Comment 5 for bug 245634

Revision history for this message
Gene Czarcinski (gene-czarc) wrote :

The more I look, the uglier this gets.

1. To me, it appears that bzr's interface for verifying a cert is to use pycurl and this was true in bzr-1.3.1. Maybe, the presents/absense of pycurl is bzr's "switch" to tell it whether you want cert verification of not .. I can't find any documentation that says anything about this.

2. If certs are always to be verified, then bzr should complain when pycurl is not installed and this would be a bzr bug.

Note: It does not help that I know very little about python and going through python code or C code for python is somewhat difficult.

So, just what is doing the CA verification and issuing the error message?

3. It is not pycurl! I loaded up the pycurl source and found a small program which can be used to invoke it ...
  ./python/curl/__init__.py
Running this with https://launchpad.net I get the same error:
pycurl.error: (60, 'Peer certificate cannot be authenticated ...

This also says that the problem is not bzr.

4. One of the comments above says that, on debian, just install the ca-certificates package. Well, from what I can see, debian and Fedora put the CA certificates in very different locations:

For debian: /usr/share/ca-certificates/ with separate files for each certificate
For Fedora: /etc/pki/tls/certs/ca-bundle.crt as a single file.

Well, the claim is that debian works.

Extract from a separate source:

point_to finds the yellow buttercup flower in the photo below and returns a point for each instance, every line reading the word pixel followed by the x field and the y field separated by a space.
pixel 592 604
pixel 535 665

I suppose that I could install debian and test this but that seems like a lot of work for me. Does anyone claim to have first-hand experience that bzr lp-login xxx works on debian with pycurl installed?

Does anyone have any "proof" that certificate authentication works under Fedora?

To me, this looks like this is "below" pycurl. In may be in python's urllib or even below that (openssl?). I am trying to find out where that bloody message is being issued from ... so far, no luck.